In some of my earlier projects I would work in plain text files. Every project would have its own project specific journal. This was helpful, as it kept my projects independent of each other, but painful to maintain. As I switched between projects I would keep losing track of updating and maintaining those individual documents.

I had tried switching to a word processor at one point, while maintaining the one doc per project, and that was even more cumbersome. The greatest strength of plain text documents is how light weight and universal they are. It didn’t matter whether the computer I was working on worked well or not. Everything could manage plain text files without overhead. No waiting for an application to load.

I switched back to plain text documents explicitly for that reason. The tweak that followed was moving to a unified journal. All my content in a single place. It meant that things found updates more often, but it was also more difficult to parse. Once you get past about twenty or so entries it just falls apart.

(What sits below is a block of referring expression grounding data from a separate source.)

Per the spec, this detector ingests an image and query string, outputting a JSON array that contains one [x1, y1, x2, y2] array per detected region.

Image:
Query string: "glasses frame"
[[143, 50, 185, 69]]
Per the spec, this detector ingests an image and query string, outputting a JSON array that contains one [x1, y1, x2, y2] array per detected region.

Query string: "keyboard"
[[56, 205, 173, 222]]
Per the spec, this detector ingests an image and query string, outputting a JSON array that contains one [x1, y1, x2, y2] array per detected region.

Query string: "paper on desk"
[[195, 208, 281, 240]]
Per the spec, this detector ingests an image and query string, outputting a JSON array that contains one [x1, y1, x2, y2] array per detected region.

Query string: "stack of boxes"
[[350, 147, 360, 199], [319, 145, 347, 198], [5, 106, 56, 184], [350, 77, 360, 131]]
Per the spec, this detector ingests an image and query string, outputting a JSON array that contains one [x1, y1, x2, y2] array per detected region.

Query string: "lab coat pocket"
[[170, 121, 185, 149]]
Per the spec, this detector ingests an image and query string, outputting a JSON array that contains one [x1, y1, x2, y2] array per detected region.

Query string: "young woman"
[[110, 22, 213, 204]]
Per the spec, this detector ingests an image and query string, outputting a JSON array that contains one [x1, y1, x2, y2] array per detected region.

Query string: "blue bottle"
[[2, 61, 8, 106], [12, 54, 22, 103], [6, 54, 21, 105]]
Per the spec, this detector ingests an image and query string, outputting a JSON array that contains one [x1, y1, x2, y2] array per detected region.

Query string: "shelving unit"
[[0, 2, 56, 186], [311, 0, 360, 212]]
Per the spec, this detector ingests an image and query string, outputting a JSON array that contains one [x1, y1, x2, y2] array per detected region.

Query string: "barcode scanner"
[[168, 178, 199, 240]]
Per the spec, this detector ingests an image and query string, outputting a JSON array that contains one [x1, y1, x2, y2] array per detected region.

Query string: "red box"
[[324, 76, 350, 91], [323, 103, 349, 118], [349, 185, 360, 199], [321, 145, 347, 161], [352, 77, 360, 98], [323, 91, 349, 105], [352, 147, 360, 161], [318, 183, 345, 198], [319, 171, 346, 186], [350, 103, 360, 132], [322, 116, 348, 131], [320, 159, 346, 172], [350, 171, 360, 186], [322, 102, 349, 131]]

After that I started to break it into months. Each file serves its own month. I really liked this change as it lead to another change in my process. At the end of every month I review what I’ve done. Anything and everything. By having the journal segmented into months it makes it really easy to identify what that encompasses.

Still, being segmented only solved part of the problem. Parsing through could still be a bit difficult without any way of differentiating content. I didn’t want to move back to word processors, so I took to a cloud solution. Starting back in December I moved my personal journal into my Evernote account. The benefits so far have been pretty clear. I like that I can access my content anywhere I have an internet connection. I’d recently been running behind on updating my journal and took care it over lunch with my phone. That kind of flexibility is incredibly helpful.

I don’t think this is the best solution. I’m sure there are better ways of approaching this, but it works well for me, for now. I’m sure as I go along I’ll change it again looking for the lowest barrier to entry while maintaining functionality.